Paula Medeiros Paula Medeiros 4/2/2011


Cisne Negro representa com maestria a dualidade da alma humana 

Darren Aronofksy sempre lidou muito bem com os limites da alma humana e sempre pareceu estar seguro diante disso. O fato é que ele realmente pode se sentir nesse patamar e “Cisne Negro” comprova isso de forma extremamente contundente. Explorar as fragilidades da alma numa história visceral sobre drogas, como em Requiem para um sonho ou o fracasso mortal, como em O Lutador foram uma preparação para Aronofsky mergulhar profundamente nos dilemas de uma história permeada por um balé de Tchaikovsky. Não que Cisne Negro tenha superado seus antecessores, mas entrar num ambiente tão sublime para retratar o fiasco do subconsciente exigiu muita habilidade do diretor. Principalmente pelo resultado final.

Nina (Natalie Portman) vive para o balé. É tudo que ela tem, numa vida vazia de significados. Sua maior ambição é se tornar a estrela da companhia de Thomas Leroy (Vincent Cassel). Quando consegue chegar ao topo da seleção para o novo balé a ser encenado, ela se depara com o desafio de interpretar a dualidade presente em O Lago dos Cisnes. Nina é a verdadeira encarnação da simbologia do Cisne Branco: nela estão presentes a pureza e a inocência. O problema surge ao encarar de frente o Cisne Negro, uma vez que ele é a representação de uma sexualidade latente e de outros caminhos pelos quais Nina nunca esteve presente.

Construído sobre uma metalinguagem fortíssima e sem exageros, Cisne Negro conduz toda a trama nessa dubiedade de sentimentos, principalmente pela contradição dos desejos inerentes a Nina. Através desse confronto, consegue ilustrar a psique humana e sobrepor pensamentos genuinamente guiados pela confusão latente do ser (ou não ser). E sem que seja notado, o espectador é levado a mergulhar em águas profundas de um suspense e a compartilhar do sentimento da protagonista de agonia, de se sentir sem o controle da situação.
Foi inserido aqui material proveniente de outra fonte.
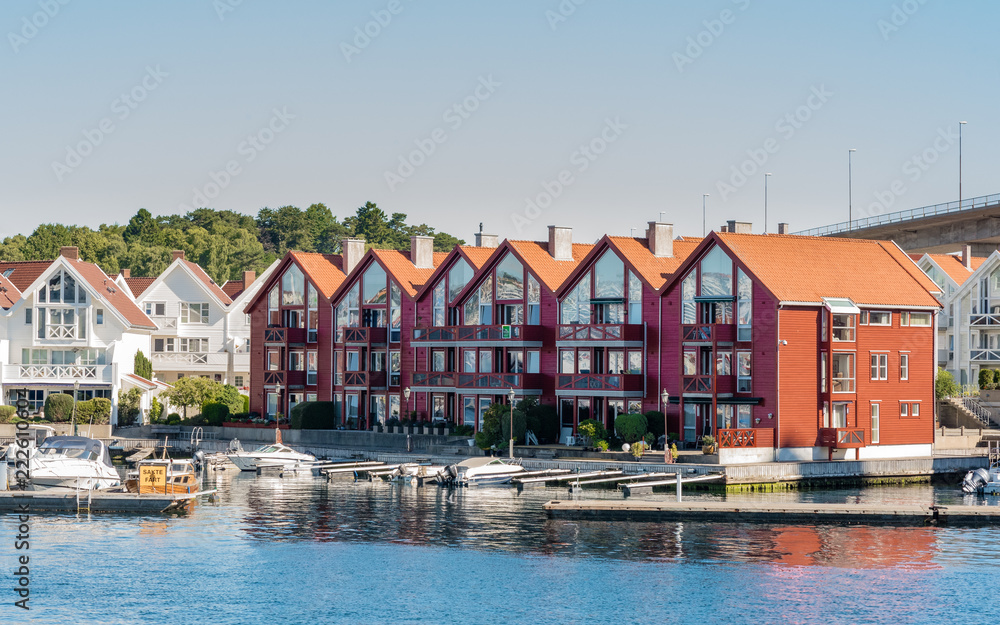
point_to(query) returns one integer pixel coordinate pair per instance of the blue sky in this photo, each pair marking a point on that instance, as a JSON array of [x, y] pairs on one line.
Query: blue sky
[[458, 113]]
Aliás, muitos pontos para o suspense criado. Não só pela tensão moldada mentalmente, mas pelas cenas incômodas de mutilações e anomalias. Mais um dos elementos que vêm se contrapor à beleza e sutilidade de O Lago dos Cisnes. Mais pontos ainda pelas soluções pouco óbvias adotadas pelos roteiristas ao solucionar o mistério vigente sem subestimar a inteligência do espectador.

A fotografia do filme também tem seu destaque. É tão bem explorada e as cenas de dança tão bem filmadas que mesmo quem não tem um verdadeiro apreço por balé se envolve, sem se sentir consumido pelas diversas cenas do gênero. O triunfo das cenas se deve muito ao trabalho de Natalie Portman, que se doou ao papel física e emocionalmente e construiu com cuidado as neuroses e inocências de sua personagem.

Pontuado pela trilha sonora de Clint Mansell, o filme é, antes de tudo, sobre as reações de uma mente conflituosa que decide criar sua realidade no irreal, muitas vezes, através de atos inconsequentes, parte ingênuos e parte propositais.

Cisne Negro, portanto, marca a carreira de Aronofsky mais uma vez, como um suspense sobre e para o obscuro. E, obviamente, fora dele não poderia deixar de estar.

Ficha Técnica
Cisne Negro/Black Swan
EUA , 2010 - 108 min.
Suspense
Direção: Darren Aronofsky
Roteiro: Mark Heyman, Andres Heinz, John J. McLaughlin
Elenco: Natalie Portman, Mila Kunis, Vincent Cassel, Barbara Hershey, Winona Ryder, Benjamin Millepied, Ksenia Solo, Kristina Anapau


Paula Medeiros
é estudante de Comunicação Social com participação em Projetos Cinematográficos.